Puisque, il m’est arrivé de recevoir un jour, un étudiant, ayant un sujet de
recherche sur le Bénin ; il était donc venu de Paris, spécialement ,
pour se servir des archives de la presse privée béninoise, qui ont paru dans la
période transitoire de 1989 à 1991. Je partage encore avec lui l’amertume de
n’avoir pas eu gain de cause dans aucune institution documentaire de la
République souveraine du Bénin, où se trouvent les esprits clairvoyants du
« quartier latin de l’Afrique.» Les maisons éditrices des journaux d’antan
ne possèdent même plus leurs propres productions...
Cela pose de
façon générale, la récurrente question de l’archivage dans ce pays, et plus
particulièrement, de la protection du patrimoine de la presse aussi bien écrite
qu’audiovisuelle. Que restera t-il dans quelques années des témoignages de la
presse sur la conférence nationale ? Que dis-je , que reste t-il des
témoignages de la presse ? Tout le monde a vu comme moi les images de
vingt ans qui ont été diffusées sur les chaînes locales de télévision, en
souvenir de la bi-décennie de la conférence. Des images qui ont vingt ans mais
qui, dans bien de séquences, n’ont plus le charme des images prises ailleurs
avant la première guerre mondiale.
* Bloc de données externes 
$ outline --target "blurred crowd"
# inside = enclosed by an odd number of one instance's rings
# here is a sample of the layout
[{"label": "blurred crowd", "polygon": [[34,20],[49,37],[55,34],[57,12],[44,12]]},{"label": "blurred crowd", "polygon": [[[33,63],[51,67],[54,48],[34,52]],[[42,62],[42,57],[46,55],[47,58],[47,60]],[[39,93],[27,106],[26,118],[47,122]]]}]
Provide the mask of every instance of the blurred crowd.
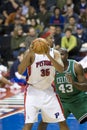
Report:
[{"label": "blurred crowd", "polygon": [[55,49],[65,47],[69,58],[81,61],[82,47],[87,54],[87,0],[0,0],[0,64],[16,61],[10,77],[30,43],[48,31]]}]

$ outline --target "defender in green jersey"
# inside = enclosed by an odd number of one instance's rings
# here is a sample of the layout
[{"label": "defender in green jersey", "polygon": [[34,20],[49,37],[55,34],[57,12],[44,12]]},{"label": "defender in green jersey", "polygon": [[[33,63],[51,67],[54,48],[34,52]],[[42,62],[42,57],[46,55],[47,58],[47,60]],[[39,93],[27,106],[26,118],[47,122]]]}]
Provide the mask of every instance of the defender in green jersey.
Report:
[{"label": "defender in green jersey", "polygon": [[[64,72],[55,74],[55,87],[62,102],[65,117],[70,113],[76,117],[80,124],[87,121],[87,79],[84,77],[83,68],[75,60],[68,59],[68,52],[59,49]],[[82,91],[83,90],[83,91]]]}]

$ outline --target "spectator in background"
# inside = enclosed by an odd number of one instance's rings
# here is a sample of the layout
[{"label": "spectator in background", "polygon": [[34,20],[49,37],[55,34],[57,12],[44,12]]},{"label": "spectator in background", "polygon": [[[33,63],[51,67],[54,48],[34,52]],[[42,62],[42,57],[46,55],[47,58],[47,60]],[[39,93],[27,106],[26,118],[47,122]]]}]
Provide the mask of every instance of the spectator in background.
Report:
[{"label": "spectator in background", "polygon": [[22,79],[18,79],[16,77],[16,72],[18,71],[18,65],[21,63],[23,60],[25,51],[20,50],[17,56],[17,59],[13,62],[11,68],[10,68],[10,80],[13,82],[17,82],[19,84],[26,84],[26,77],[27,77],[27,70],[23,73]]},{"label": "spectator in background", "polygon": [[31,42],[38,37],[34,27],[29,27],[28,36],[25,39],[25,47],[29,49]]},{"label": "spectator in background", "polygon": [[79,15],[74,12],[74,9],[71,8],[71,7],[67,7],[67,12],[66,12],[66,15],[65,15],[65,24],[69,22],[69,18],[73,16],[76,20],[76,22],[78,23],[79,21]]},{"label": "spectator in background", "polygon": [[57,0],[57,6],[60,7],[61,11],[66,3],[66,0]]},{"label": "spectator in background", "polygon": [[48,27],[49,25],[49,20],[50,20],[50,12],[46,9],[46,5],[45,4],[40,4],[39,5],[39,13],[38,13],[38,18],[40,19],[40,24],[41,26],[43,26],[44,28]]},{"label": "spectator in background", "polygon": [[11,37],[11,50],[13,58],[17,58],[20,49],[25,50],[25,39],[26,36],[23,35],[22,26],[16,26]]},{"label": "spectator in background", "polygon": [[61,47],[61,39],[64,36],[60,26],[56,26],[56,33],[54,35],[55,49],[58,50]]},{"label": "spectator in background", "polygon": [[72,35],[72,30],[67,28],[65,30],[65,36],[62,37],[61,47],[66,48],[69,52],[69,58],[72,58],[74,55],[77,55],[77,39]]},{"label": "spectator in background", "polygon": [[87,1],[80,0],[80,4],[79,4],[80,16],[85,12],[86,8],[87,8]]},{"label": "spectator in background", "polygon": [[68,20],[68,23],[66,23],[64,25],[64,32],[65,32],[66,28],[69,27],[69,28],[72,29],[72,34],[75,34],[76,33],[76,26],[77,26],[76,19],[74,18],[74,16],[70,16],[69,20]]},{"label": "spectator in background", "polygon": [[21,24],[26,24],[26,18],[22,15],[22,7],[18,7],[16,9],[16,12],[9,14],[9,16],[5,20],[5,25],[8,26],[10,24],[14,24],[15,18],[19,18]]},{"label": "spectator in background", "polygon": [[24,15],[26,18],[28,17],[29,9],[30,9],[30,1],[25,0],[22,5],[22,15]]},{"label": "spectator in background", "polygon": [[63,6],[63,9],[62,9],[62,12],[64,15],[67,15],[68,7],[70,7],[71,9],[74,9],[74,3],[72,0],[66,0],[65,4]]},{"label": "spectator in background", "polygon": [[60,9],[59,7],[55,7],[54,8],[54,12],[53,15],[50,17],[50,24],[54,24],[54,25],[60,25],[61,28],[64,28],[64,17],[61,15]]},{"label": "spectator in background", "polygon": [[34,18],[30,20],[30,26],[32,26],[35,29],[38,36],[43,32],[43,26],[41,26],[39,22]]},{"label": "spectator in background", "polygon": [[87,43],[87,34],[82,24],[77,24],[75,36],[81,40],[82,44]]},{"label": "spectator in background", "polygon": [[79,20],[80,23],[83,24],[83,26],[85,27],[85,30],[87,31],[87,7],[85,9],[85,12],[83,12],[81,15],[80,15],[80,20]]},{"label": "spectator in background", "polygon": [[15,12],[16,9],[18,8],[19,3],[17,3],[15,0],[5,0],[3,2],[3,7],[2,7],[2,14],[4,17],[7,19],[8,16]]},{"label": "spectator in background", "polygon": [[4,35],[6,33],[5,31],[5,25],[4,25],[4,16],[0,14],[0,36]]}]

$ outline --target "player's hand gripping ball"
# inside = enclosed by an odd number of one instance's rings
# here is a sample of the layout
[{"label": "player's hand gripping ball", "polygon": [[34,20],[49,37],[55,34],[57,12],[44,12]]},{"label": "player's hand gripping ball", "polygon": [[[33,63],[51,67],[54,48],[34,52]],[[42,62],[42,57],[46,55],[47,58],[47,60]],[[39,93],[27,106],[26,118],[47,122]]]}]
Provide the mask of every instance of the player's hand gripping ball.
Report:
[{"label": "player's hand gripping ball", "polygon": [[49,45],[44,38],[36,38],[32,42],[32,49],[37,54],[46,54],[49,51]]}]

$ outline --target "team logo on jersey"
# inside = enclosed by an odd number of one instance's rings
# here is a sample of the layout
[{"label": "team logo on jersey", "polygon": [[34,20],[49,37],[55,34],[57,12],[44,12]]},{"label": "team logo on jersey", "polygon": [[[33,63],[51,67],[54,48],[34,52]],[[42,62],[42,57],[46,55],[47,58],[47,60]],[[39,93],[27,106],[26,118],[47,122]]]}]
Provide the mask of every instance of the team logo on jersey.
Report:
[{"label": "team logo on jersey", "polygon": [[56,117],[56,118],[59,117],[59,112],[55,113],[55,117]]}]

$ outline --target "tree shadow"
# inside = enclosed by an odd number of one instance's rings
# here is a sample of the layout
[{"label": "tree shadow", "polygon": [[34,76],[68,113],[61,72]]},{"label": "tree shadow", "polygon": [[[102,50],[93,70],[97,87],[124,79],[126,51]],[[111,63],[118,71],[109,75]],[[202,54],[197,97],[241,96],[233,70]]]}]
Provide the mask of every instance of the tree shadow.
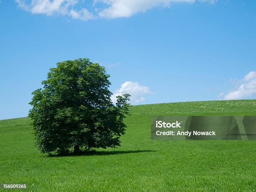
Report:
[{"label": "tree shadow", "polygon": [[48,156],[51,157],[61,157],[61,156],[104,156],[104,155],[118,155],[120,154],[134,154],[138,153],[145,153],[145,152],[156,152],[158,151],[156,150],[128,150],[128,151],[95,151],[92,150],[89,151],[80,151],[77,154],[73,154],[72,153],[59,154],[50,154],[48,155]]}]

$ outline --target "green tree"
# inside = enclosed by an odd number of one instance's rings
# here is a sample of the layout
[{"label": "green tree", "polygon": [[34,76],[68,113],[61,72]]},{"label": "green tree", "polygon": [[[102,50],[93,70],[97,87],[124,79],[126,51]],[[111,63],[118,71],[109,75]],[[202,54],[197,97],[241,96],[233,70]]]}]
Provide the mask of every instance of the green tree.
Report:
[{"label": "green tree", "polygon": [[59,62],[50,69],[43,88],[29,103],[36,146],[43,153],[68,153],[80,147],[116,147],[126,126],[128,94],[114,105],[105,68],[88,59]]}]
La conscience collective béninoise, si elle
existe encore, est interpellée. Pour l’instant, ceux qui travaillent pour
« le bien être social », ignorent royalement et étonnamment, les questions de souveraineté nationale à
l’heure où on s’apprête à célébrer les cinquantenaire de
« l’indépendance nationale»
Créer un système d’information sur
la conférence nationale
Peu importe sa désignation et le lieu qui l’abrite: bases ou banques de données, centre d’information et de documentation… Il permettrait de rassembler, en un seul lieu, toutes les données et toutes les informations afférentes à la conférence nationale. Quoiqu’insuffisante, et après qu’on ait perdu assez de souvenirs, il existe tout de même à ce jour, quelques matières sur lesquelles l’on pourrait s’appuyer pour se documenter sur la conférence. Mais elles sont éparpillées dans les stations de radios et télévisions, dans les organes de presse écrite, dans des institutions et même chez des particuliers. Il serait judicieux de trouver un mécanisme de gestion des droits, pour que toute la documentation soit accessible à partir d’un seul lieu. Toute la documentation, c'est-à-dire, les écrits, les enregistrements sonores et audiovisuels, les témoignages matériels que sont les photos et autres. Avec la technologie, il est possible de préserver tous ces témoignages et de les rendre accessibles à tous les Béninois et étrangers à partir de leur point de résidence. Sans cela, mais aussi sans d’autres actions de sauvegarde efficace du patrimoine identitaire du peuple béninois, ne me parlez pas de cinquantenaire d’une célébration de « l’indépendance ».